Scientists at New York University’s Center for Genomics and Systems Biology, the American Museum of Natural History, Cold Spring Harbor Laboratory, and the New York Botanical Garden have created the largest genome-based tree of life for seed plants to date.

Their findings, published today in the journal PLoS Genetics, plot the evolutionary relationships of 150 different species of plants based on advanced genome-wide analysis of gene structure and function.

This new approach, called “functional phylogenomics,” allows scientists to reconstruct the pattern of events that led to the vast number of plant species and could help identify genes used to improve seed quality for agriculture.
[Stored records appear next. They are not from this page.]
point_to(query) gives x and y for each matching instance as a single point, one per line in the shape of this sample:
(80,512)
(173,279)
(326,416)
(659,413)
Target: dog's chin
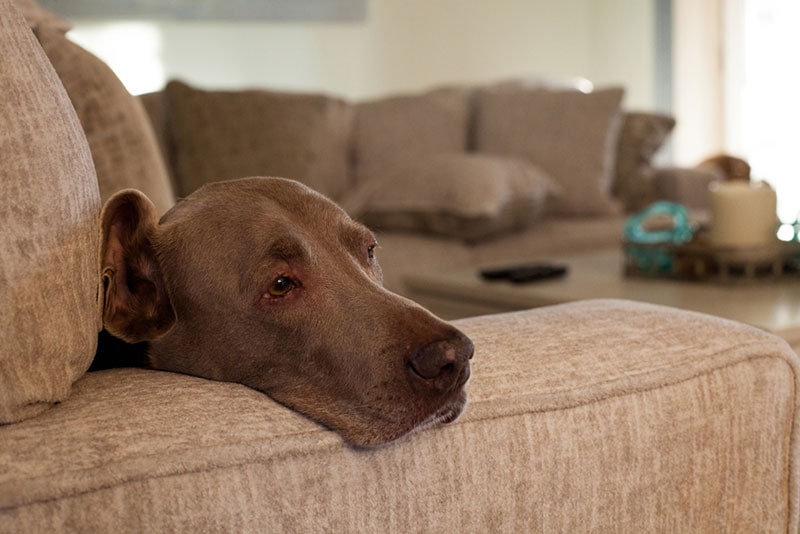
(449,412)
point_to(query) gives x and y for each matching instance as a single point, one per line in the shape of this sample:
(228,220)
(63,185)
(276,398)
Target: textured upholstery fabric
(569,134)
(399,130)
(223,135)
(123,145)
(590,417)
(48,214)
(641,136)
(466,196)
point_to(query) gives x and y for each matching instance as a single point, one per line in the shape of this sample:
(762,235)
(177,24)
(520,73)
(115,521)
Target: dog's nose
(443,365)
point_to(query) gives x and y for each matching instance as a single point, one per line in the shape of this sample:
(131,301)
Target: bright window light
(762,94)
(131,49)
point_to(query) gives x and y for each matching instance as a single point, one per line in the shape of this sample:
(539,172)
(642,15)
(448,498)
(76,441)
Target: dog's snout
(443,365)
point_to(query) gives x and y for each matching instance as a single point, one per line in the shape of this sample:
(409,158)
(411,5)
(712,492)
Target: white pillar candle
(742,214)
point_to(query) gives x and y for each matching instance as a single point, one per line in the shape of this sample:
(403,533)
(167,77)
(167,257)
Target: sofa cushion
(641,136)
(50,203)
(465,196)
(622,416)
(399,130)
(123,145)
(220,135)
(570,134)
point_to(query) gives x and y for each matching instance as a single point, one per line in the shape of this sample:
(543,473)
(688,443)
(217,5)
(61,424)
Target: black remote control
(525,273)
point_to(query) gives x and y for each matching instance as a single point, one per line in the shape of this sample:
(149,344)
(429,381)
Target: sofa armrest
(592,416)
(687,186)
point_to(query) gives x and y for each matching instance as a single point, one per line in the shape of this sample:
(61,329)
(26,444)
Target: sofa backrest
(123,145)
(49,206)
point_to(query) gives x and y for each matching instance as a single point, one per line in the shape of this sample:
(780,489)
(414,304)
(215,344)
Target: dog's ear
(135,304)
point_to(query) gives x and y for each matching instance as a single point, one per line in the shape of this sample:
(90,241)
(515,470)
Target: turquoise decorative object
(650,257)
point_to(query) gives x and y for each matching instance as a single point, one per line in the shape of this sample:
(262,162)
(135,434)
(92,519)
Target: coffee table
(771,304)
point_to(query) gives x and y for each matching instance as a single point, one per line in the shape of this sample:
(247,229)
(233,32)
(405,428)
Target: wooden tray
(700,260)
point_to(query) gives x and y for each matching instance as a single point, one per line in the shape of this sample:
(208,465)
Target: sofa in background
(589,417)
(453,177)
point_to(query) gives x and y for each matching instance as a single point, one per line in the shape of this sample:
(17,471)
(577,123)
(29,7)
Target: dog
(264,282)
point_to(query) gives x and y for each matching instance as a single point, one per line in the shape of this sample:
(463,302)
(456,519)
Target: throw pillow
(641,136)
(48,214)
(123,145)
(569,134)
(401,129)
(220,135)
(463,196)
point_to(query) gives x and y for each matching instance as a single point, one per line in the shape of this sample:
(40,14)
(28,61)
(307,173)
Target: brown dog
(264,282)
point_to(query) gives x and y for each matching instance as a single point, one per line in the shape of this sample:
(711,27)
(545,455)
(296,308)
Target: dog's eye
(281,286)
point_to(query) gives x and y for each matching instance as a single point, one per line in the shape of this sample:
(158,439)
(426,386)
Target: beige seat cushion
(50,203)
(603,416)
(570,134)
(219,135)
(123,145)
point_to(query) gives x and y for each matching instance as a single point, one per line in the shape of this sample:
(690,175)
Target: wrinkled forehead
(253,213)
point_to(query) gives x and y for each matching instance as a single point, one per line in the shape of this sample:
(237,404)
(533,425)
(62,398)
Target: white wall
(402,45)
“Ever since Darwin first described the ‘abominable mystery’ behind the rapid explosion of flowering plants in the fossil record, evolutionary biologists have been trying to understand the genetic and genomic basis of the astounding diversity of plant species.”- Rob DeSalle Sackler Institute Comparative Genomics

“Having the architecture of this plant tree of life allows us to start to decipher some of the interesting aspects of evolutionary innovations that have occurred in this group,” he added. The research, performed by members of the New York Plant Genomics Consortium, was funded by the National Science Foundation (NSF) Plant Genome Program to identify the genes that caused the evolution of seeds, a trait of important economic interest. The group selected 150 representative species from all of the major seed plant groups to include in the study.

The species span from the flowering variety – peanuts and dandelions, for example – to non-flowering cone plants like spruce and pine. The sequences of the plants’ genomes – all of the biological information needed to build and maintain an organism, encoded in DNA – were either culled from pre-existing databases or generated, in the field and at the New York Botanical Garden in the Bronx, from live specimens.
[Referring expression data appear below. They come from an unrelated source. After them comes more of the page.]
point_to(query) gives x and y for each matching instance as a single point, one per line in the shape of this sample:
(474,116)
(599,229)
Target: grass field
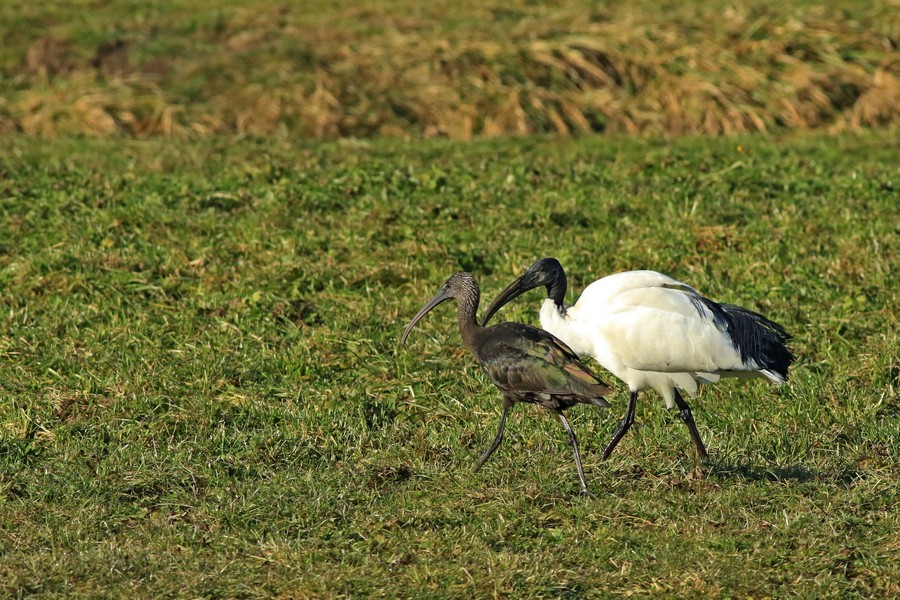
(202,392)
(460,69)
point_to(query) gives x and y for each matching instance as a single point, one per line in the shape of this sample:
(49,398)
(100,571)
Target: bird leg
(688,419)
(574,441)
(507,404)
(624,425)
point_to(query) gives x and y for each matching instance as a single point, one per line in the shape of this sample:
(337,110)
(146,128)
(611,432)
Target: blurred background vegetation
(462,68)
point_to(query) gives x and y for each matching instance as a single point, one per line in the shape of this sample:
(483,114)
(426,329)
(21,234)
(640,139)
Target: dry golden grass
(390,69)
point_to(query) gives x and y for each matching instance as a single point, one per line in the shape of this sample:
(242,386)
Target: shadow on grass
(797,473)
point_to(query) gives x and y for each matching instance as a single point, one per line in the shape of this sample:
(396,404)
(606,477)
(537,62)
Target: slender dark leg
(574,441)
(688,419)
(624,425)
(507,404)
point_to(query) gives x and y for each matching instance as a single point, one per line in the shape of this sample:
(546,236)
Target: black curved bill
(440,297)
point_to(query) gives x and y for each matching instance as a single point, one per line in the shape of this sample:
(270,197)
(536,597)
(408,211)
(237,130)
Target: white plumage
(655,332)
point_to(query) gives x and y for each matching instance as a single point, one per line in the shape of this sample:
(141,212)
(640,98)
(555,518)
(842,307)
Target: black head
(546,272)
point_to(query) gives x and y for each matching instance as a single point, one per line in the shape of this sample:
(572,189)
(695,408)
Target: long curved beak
(440,297)
(518,287)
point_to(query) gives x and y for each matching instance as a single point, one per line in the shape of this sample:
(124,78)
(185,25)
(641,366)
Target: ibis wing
(530,359)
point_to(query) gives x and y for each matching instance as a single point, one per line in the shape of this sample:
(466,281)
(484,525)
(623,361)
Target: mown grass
(202,393)
(446,68)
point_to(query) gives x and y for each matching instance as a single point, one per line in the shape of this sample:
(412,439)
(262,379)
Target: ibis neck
(465,313)
(557,292)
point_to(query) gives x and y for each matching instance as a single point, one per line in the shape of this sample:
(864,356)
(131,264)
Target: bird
(526,364)
(654,332)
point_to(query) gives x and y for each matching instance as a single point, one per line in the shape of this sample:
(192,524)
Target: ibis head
(525,363)
(462,287)
(547,272)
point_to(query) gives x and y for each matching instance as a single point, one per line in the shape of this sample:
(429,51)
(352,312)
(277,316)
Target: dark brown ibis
(526,364)
(655,332)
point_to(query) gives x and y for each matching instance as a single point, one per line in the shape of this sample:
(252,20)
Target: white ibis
(655,332)
(525,363)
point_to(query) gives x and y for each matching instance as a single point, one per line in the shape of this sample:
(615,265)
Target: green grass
(202,392)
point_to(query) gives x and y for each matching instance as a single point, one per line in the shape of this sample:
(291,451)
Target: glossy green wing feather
(530,359)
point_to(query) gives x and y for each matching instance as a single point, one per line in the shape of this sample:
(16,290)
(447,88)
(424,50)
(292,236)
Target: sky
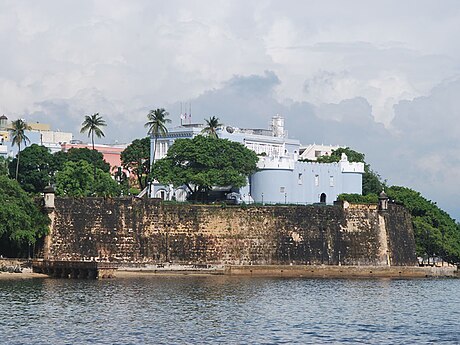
(382,77)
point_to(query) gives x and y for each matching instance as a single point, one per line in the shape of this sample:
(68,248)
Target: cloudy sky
(382,77)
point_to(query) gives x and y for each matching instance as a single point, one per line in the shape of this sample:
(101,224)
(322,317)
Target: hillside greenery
(22,221)
(203,162)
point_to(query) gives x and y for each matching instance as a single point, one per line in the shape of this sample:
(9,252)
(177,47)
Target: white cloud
(336,72)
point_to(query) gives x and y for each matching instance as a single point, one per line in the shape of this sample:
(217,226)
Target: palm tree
(211,127)
(18,137)
(91,125)
(157,126)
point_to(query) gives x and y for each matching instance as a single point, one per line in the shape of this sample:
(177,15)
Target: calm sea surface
(229,310)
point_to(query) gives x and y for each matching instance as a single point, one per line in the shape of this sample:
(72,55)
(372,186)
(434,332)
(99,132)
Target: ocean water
(229,310)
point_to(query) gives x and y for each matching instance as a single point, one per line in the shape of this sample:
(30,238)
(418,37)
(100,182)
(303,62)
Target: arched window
(322,198)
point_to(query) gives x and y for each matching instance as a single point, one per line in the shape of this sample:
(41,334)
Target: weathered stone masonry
(147,231)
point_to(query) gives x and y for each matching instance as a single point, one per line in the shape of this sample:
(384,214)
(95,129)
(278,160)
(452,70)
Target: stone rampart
(147,231)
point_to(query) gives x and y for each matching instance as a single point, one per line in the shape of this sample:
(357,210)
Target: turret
(49,197)
(383,201)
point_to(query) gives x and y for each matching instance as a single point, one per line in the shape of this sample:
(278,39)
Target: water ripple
(229,310)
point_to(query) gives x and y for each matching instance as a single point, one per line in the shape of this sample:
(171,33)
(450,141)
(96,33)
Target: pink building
(111,153)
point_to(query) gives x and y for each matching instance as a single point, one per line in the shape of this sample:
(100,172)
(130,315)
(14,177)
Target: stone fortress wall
(132,231)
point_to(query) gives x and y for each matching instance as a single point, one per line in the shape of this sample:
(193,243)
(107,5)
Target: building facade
(281,177)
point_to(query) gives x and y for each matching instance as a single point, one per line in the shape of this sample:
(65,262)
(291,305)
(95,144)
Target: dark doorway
(322,198)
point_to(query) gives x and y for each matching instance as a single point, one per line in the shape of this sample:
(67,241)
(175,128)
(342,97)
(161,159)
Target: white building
(280,178)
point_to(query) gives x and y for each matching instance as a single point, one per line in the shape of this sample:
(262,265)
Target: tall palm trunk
(17,162)
(150,180)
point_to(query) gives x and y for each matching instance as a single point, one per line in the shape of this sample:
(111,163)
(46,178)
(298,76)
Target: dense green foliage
(35,168)
(436,233)
(21,220)
(136,159)
(93,157)
(203,162)
(38,167)
(78,179)
(18,136)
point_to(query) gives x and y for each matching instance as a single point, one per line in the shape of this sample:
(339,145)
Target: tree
(21,220)
(436,233)
(203,162)
(18,136)
(156,124)
(92,124)
(93,157)
(211,127)
(136,159)
(77,179)
(36,168)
“Previously, phylogenetic trees were constructed from standard sets of genes and were used to identify the relationships of species.” – Gloria Coruzzi Professor New York University “In our novel approach, we create the phylogeny based on all the genes in a genome, and then use the phylogeny to identify which genes provide positive support for the divergence of species,” he added.

With new algorithms developed at the Museum and NYU and the processing power of supercomputers at Cold Spring Harbor Laboratory and overseas, the sequences – nearly 23,000 sets of genes (specific sections of DNA that code for certain proteins) – were grouped, ordered, and organized in a tree according to their evolutionary relationships. Algorithms that determine similarities of biological processes were used to identify the genes underlying species diversity. The results support major hypotheses about evolutionary relationships in seed plants.
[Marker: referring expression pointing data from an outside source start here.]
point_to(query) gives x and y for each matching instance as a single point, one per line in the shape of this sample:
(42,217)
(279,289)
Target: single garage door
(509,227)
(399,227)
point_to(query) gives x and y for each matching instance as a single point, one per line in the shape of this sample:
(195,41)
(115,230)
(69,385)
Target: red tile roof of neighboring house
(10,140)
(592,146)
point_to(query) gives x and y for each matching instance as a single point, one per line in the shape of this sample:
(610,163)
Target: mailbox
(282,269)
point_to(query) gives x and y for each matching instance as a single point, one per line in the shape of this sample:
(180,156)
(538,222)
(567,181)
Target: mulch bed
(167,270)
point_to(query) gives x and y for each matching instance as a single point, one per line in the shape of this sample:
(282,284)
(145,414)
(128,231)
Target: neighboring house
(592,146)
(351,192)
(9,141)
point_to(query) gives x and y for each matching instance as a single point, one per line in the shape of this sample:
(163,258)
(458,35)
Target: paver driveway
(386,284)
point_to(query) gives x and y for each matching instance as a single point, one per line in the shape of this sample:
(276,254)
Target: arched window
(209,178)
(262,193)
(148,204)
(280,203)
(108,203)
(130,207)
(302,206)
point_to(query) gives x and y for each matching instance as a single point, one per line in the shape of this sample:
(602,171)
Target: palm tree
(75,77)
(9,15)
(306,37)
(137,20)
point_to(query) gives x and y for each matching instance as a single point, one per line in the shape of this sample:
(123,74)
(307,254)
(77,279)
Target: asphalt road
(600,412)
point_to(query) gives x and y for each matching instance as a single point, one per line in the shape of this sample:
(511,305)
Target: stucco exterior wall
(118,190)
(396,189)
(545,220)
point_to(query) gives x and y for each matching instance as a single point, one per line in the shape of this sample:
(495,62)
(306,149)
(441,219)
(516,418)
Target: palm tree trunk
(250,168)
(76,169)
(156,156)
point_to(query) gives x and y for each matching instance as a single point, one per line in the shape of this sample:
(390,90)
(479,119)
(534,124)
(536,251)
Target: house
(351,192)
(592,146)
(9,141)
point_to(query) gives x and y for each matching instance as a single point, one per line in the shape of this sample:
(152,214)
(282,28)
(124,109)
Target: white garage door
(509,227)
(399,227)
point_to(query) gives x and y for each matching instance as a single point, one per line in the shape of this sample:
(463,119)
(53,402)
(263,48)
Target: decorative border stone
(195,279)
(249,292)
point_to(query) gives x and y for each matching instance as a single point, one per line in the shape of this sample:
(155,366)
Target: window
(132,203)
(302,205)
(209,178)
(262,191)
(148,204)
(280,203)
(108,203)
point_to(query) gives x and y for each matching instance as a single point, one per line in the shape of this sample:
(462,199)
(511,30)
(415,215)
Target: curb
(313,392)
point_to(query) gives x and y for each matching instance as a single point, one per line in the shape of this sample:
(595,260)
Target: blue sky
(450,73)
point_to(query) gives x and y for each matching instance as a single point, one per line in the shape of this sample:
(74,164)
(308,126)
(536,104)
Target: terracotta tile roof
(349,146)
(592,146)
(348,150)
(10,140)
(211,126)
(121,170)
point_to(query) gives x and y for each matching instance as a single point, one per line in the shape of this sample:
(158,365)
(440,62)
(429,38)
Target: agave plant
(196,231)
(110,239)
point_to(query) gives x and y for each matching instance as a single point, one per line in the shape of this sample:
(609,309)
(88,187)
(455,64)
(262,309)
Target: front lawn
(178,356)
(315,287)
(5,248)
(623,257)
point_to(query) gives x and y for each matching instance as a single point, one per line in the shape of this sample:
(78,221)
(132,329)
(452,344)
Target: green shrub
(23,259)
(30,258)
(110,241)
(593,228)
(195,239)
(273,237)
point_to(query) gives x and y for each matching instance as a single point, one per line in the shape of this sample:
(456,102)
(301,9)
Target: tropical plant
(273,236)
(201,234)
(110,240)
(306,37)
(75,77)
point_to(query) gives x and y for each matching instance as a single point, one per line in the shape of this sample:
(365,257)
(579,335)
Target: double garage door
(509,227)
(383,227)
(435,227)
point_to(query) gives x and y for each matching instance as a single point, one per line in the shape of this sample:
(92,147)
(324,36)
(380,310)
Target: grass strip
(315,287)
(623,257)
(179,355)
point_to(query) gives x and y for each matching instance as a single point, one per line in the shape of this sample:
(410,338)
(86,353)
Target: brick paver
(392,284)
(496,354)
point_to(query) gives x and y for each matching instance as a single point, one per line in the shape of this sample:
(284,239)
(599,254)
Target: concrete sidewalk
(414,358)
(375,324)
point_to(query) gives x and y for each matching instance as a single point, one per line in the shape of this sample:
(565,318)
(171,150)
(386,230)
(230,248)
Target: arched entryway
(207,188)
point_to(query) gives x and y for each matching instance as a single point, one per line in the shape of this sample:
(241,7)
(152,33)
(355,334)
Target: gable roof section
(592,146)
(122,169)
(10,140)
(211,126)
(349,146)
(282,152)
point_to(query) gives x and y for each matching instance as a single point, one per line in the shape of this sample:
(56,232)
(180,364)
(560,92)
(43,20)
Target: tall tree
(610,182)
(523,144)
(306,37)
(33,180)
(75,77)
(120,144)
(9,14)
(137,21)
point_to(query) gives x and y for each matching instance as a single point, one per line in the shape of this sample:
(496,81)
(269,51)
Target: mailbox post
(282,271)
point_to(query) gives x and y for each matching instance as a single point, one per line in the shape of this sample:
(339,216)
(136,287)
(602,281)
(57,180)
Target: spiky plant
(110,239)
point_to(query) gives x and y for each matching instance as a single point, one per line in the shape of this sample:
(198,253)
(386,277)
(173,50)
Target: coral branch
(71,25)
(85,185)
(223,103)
The most interesting finding is that gnetophytes, a group that consists mostly of shrubs and woody vines, are the most primitive living non-flowering seed plants – present since the late Mesozoic era, the “age of dinosaurs.”

They are situated at the base of the evolutionary tree of seed plants. “Genes required for the production of small RNA in seeds were at the very top of the list of genes responsible for the evolution of flowering plants from cone plants.” – Rob Martienssen Professor Cold Spring Harbor Laboratory

The data and software resources generated by the researchers are publicly available and will allow other comparative genomic researchers to exploit plant diversity to identify genes associated with a trait of interest or agronomic value.

These studies could have implications for improving the quality of seeds and, in turn, agricultural products ranging from food to clothing.